HDF5 is a unique technology suite that makes possible the management of extremely large and complex data collections.
The HDF5 technology suite includes:
- A versatile data model that can represent very complex data objects and a wide variety of metadata.
- A completely portable file format with no limit on the number or size of data objects in the collection.
- A software library that runs on a range of computational platforms, from laptops to massively parallel systems, and implements a high-level API with C, C++, Fortran 90, and Java interfaces.
- A rich set of integrated performance features that allow for access time and storage space optimizations.
- Tools and applications for managing, manipulating, viewing, and analyzing the data in the collection.

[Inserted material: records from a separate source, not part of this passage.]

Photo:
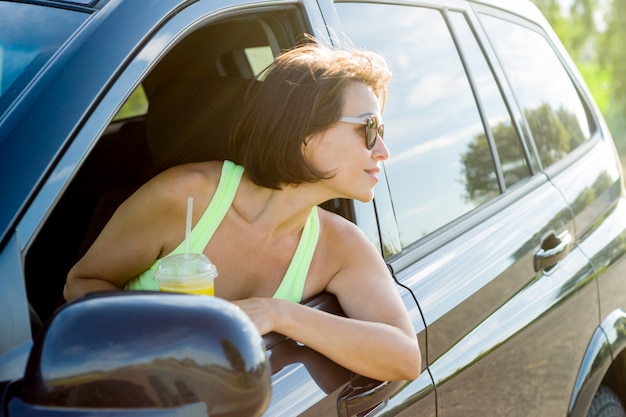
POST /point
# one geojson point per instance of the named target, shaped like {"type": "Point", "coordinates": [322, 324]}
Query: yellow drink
{"type": "Point", "coordinates": [190, 273]}
{"type": "Point", "coordinates": [189, 289]}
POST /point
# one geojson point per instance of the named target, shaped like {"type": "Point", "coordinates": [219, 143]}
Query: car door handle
{"type": "Point", "coordinates": [364, 396]}
{"type": "Point", "coordinates": [553, 249]}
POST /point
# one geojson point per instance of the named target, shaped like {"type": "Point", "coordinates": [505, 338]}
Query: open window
{"type": "Point", "coordinates": [181, 112]}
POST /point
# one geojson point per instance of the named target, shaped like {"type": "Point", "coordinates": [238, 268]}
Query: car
{"type": "Point", "coordinates": [501, 212]}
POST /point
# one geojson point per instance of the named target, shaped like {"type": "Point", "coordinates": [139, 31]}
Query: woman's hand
{"type": "Point", "coordinates": [261, 311]}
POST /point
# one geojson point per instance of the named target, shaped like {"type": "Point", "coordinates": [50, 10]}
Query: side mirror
{"type": "Point", "coordinates": [149, 350]}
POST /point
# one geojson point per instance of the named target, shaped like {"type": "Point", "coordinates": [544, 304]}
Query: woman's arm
{"type": "Point", "coordinates": [148, 225]}
{"type": "Point", "coordinates": [376, 339]}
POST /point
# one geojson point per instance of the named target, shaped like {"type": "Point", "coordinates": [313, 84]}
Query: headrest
{"type": "Point", "coordinates": [189, 119]}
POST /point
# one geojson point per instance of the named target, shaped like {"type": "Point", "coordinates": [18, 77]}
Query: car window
{"type": "Point", "coordinates": [556, 116]}
{"type": "Point", "coordinates": [441, 165]}
{"type": "Point", "coordinates": [258, 58]}
{"type": "Point", "coordinates": [24, 52]}
{"type": "Point", "coordinates": [507, 142]}
{"type": "Point", "coordinates": [191, 93]}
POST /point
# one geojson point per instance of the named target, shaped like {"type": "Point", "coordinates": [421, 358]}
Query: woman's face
{"type": "Point", "coordinates": [342, 150]}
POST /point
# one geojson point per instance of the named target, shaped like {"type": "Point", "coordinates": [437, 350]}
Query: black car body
{"type": "Point", "coordinates": [501, 213]}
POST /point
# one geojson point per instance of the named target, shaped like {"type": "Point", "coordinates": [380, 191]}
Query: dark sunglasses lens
{"type": "Point", "coordinates": [371, 132]}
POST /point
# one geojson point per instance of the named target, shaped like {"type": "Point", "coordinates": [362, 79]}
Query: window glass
{"type": "Point", "coordinates": [259, 58]}
{"type": "Point", "coordinates": [507, 141]}
{"type": "Point", "coordinates": [29, 36]}
{"type": "Point", "coordinates": [555, 114]}
{"type": "Point", "coordinates": [432, 126]}
{"type": "Point", "coordinates": [136, 105]}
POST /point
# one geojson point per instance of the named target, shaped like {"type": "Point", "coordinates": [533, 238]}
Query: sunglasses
{"type": "Point", "coordinates": [372, 128]}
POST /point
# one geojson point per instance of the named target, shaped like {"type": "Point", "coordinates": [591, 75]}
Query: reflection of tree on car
{"type": "Point", "coordinates": [556, 133]}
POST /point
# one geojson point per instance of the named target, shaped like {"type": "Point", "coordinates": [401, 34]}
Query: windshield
{"type": "Point", "coordinates": [29, 35]}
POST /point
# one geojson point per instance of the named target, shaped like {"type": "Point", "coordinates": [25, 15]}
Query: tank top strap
{"type": "Point", "coordinates": [205, 228]}
{"type": "Point", "coordinates": [215, 212]}
{"type": "Point", "coordinates": [292, 286]}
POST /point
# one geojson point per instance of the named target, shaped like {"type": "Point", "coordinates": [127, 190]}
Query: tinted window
{"type": "Point", "coordinates": [441, 164]}
{"type": "Point", "coordinates": [505, 137]}
{"type": "Point", "coordinates": [555, 114]}
{"type": "Point", "coordinates": [29, 35]}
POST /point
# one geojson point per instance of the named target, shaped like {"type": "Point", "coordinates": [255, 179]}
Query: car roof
{"type": "Point", "coordinates": [72, 4]}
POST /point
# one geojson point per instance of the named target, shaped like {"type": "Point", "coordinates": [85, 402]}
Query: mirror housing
{"type": "Point", "coordinates": [128, 349]}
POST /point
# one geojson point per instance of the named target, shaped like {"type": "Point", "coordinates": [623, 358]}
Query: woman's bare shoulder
{"type": "Point", "coordinates": [190, 180]}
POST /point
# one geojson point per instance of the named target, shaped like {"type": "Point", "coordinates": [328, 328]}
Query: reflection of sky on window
{"type": "Point", "coordinates": [430, 115]}
{"type": "Point", "coordinates": [527, 71]}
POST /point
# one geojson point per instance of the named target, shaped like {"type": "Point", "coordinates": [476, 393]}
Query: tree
{"type": "Point", "coordinates": [612, 55]}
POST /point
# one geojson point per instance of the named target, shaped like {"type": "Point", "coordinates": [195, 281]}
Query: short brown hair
{"type": "Point", "coordinates": [302, 95]}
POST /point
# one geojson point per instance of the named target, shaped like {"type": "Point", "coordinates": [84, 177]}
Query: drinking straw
{"type": "Point", "coordinates": [188, 223]}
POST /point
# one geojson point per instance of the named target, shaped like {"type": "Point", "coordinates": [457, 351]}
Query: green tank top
{"type": "Point", "coordinates": [292, 285]}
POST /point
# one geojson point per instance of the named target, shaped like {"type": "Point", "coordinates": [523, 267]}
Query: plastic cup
{"type": "Point", "coordinates": [191, 273]}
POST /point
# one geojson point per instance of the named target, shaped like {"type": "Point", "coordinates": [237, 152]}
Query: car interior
{"type": "Point", "coordinates": [193, 95]}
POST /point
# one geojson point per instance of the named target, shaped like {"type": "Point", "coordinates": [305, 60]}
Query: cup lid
{"type": "Point", "coordinates": [185, 266]}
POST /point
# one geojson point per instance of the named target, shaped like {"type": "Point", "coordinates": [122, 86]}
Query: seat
{"type": "Point", "coordinates": [189, 119]}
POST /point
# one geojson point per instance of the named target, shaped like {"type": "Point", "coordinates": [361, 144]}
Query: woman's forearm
{"type": "Point", "coordinates": [375, 350]}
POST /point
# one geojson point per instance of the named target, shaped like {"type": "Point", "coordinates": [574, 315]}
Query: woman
{"type": "Point", "coordinates": [310, 132]}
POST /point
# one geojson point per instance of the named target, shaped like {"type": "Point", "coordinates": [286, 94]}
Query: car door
{"type": "Point", "coordinates": [118, 143]}
{"type": "Point", "coordinates": [472, 225]}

Python Interface to HDF5 Asynchronous I/O
- Skills: Python, C, HDF5
- Difficulty: Medium
- Size: Large (350 hours)
- Mentor: Suren Byna, Houjun Tang
HDF5 is a well-known library for storing and accessing (known as “Input and Output” or I/O) data on high-performance computing systems. Recently, new technologies, such as asynchronous I/O and caching, have been developed to utilize fast memory and storage devices and to hide the I/O latency. Applications can take advantage of an asynchronous interface by scheduling I/O as early as possible and overlapping computation with I/O operations to improve overall performance. The existing HDF5 asynchronous I/O feature supports the C/C++ interface. This project involves the development and performance evaluation of a Python interface that would allow more Python-based scientific codes to use and benefit from the asynchronous I/O.